Only if you plan to overclock the polling rate of a mouse. If you are using an old mouse like the wmo or ime 3.0 you may need to overclock the polling rate. The only other reason to use one over the other is if your hardware is faulty in which case you would use the USB port that is not faulty and disable the faulty one. That is all I can think of. It really shouldn't matter.
From my understanding, USB 3.0 doesn't support higher than 125 Hz. So it doesn't matter if you overclock too 500 Hz yourself of you have a mouse running 500 Hz out of the box, the USB won't poll higher than 125 Hz.
No.The driver people commonly use to overclock the USB polling rate is not compatible with USB 3.0 ports. USB 3.0 ports work just like USB 2.0 ports when you plug a mouse into them.
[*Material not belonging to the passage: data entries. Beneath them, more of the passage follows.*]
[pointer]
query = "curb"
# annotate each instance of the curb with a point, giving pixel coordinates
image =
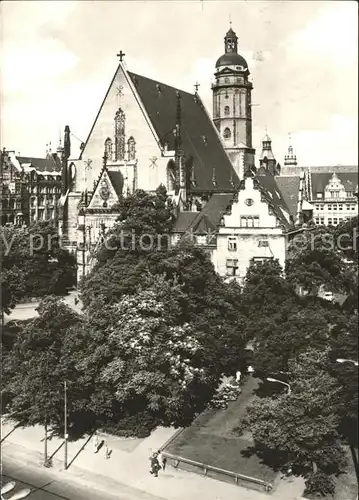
(82, 477)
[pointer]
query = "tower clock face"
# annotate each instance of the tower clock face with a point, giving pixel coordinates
(72, 171)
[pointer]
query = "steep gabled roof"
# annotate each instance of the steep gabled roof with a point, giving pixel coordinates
(201, 143)
(117, 181)
(50, 164)
(207, 220)
(289, 188)
(270, 190)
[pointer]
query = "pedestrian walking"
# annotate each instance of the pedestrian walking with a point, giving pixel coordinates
(154, 465)
(108, 451)
(95, 443)
(162, 460)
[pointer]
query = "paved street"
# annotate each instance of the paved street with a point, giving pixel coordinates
(46, 487)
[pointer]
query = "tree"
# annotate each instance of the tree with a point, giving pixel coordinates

I will answer again to be completely clear if your mouse has 500hz polling rate like the g100s when you plug into a USB 3.0 port it will be 500hz. And if you purchase a mouse that you use software to change the polling rate like steelseries or razer when plugged into a USB 3.0 port you can set them to 500hz and 1000hz just like you could with USB 2.0. But the method of overclocking your USB port on this site http://www.ngohq.com/news/15043-how-to-increa...a-7-a.html will not work with USB 3.0. I should also mention it will not work for windows 8 or 8.1. Sorry for the long post I j u wanted to make sure no one reading this got confused.
Not exactly the same. USB 3.0 doesn't poll when idle. Check in latency monitor, ISR count will not update when you don't type on a USB keyboard or don't move your mouse when it's plugged into a USB 3.0 port.
On a USB 2.0 port, ISR count will just keep going and going.
So in essence the only benefit you stand to gain is less powerconsumption when idle. Perhaps interesting for those on a laptop.
I suspect that the not polling on idle is the same for all USB and depends on the OS. Have you tested both?
The thing is that the vast majority, if not all mice on the market are most likely going to be identified as USB 2.0 devices, and due to USB's backwards compatibility will behave according to the appropriate spec, which would be 2.0, even when plugged into a 3.0 port.